Phase 1 — Schema scaffold + skeleton web service

  • Workspace layout (Cargo.toml, 3 crates, 3 service.toml, build.rs).
  • hero_onboarding_schema/User, Billing, UsageRecord, PaymentEvent in oschema.
  • hero_onboarding_server/kind=web skeleton, mycelium-address login, dashboard (balance + placeholder for active services), payment stubbed (button → 200 OK → fake credit applied).
  • hero_onboarding_admin/kind=admin daemon skeleton.
  • README + service.toml entries follow canonical D-10 / D-11 shape.
  • Acceptance: lab build --release --install clean; lab infocheck clean; lab service hero_onboarding_server --start opens the page; mycelium-address login + dashboard render.

Phase 2 — Stripe sandbox integration

  • Lift Stripe SDK + provider components from the in-house wallet top-up flow.
  • Sandbox keys in hero_proc secrets context (per existing META env convention).
  • Top-up flow: user clicks pay → Stripe Checkout sandbox → webhook → PaymentEvent recorded → Billing.credit_balance incremented.
  • Acceptance: end-to-end sandbox top-up applies a credit visible on the dashboard; webhook idempotency tested (replay does NOT double-credit).

Phase 3 — ClickPesa sandbox integration

  • Symmetric to Phase 2, sibling provider.
  • Acceptance: same as Phase 2 against ClickPesa sandbox.

Phase 4 — Per-node billing-record push (hero_proc cron + lab repo push)
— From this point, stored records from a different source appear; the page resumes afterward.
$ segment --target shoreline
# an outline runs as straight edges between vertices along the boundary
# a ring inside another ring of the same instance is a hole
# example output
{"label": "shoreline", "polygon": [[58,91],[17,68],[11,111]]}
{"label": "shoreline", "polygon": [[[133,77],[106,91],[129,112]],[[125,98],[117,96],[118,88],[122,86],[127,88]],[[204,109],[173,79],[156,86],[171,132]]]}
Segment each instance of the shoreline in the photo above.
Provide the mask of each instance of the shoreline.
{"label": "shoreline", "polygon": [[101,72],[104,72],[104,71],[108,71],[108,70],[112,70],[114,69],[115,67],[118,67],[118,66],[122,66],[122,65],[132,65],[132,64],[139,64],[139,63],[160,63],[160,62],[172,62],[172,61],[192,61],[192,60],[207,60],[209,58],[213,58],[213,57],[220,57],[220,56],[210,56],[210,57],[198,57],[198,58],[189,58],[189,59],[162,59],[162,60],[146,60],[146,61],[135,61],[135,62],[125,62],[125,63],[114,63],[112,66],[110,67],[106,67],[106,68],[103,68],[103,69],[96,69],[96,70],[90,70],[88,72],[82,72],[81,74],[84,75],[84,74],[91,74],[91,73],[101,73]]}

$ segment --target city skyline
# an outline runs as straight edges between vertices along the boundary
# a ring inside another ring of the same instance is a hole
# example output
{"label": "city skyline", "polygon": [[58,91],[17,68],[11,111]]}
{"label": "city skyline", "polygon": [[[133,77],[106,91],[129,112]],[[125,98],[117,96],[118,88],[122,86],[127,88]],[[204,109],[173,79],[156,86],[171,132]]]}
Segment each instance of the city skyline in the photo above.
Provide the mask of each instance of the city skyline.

  • Define the UsageRecord wire format (TSV or JSONL; TBD).
  • Implement a small library / nu module a Hero node embeds to write local usage records.
  • hero_proc cron service that, every hour, commits the new records and pushes to the node's Forge repo.
  • Acceptance: a test node generates synthetic usage records; cron pushes them on schedule; the per-node Forge repo shows hourly commits.

Phase 5 — Centralized aggregator + hash-resume idempotency

  • hero_onboarding_aggregator/ service.
  • Hash-resume logic: per-node last-consumed-commit tracking + safe retry semantics.
  • Idempotency-key enforcement.
  • Failure modes (parse error / consistency violation / dup key) → alert + no partial application.
  • Acceptance: aggregator consumes records from a real test node-repo; balance updates appear in the central schema; failure injection (corrupt a commit) → aggregation halts cleanly on that repo, others continue.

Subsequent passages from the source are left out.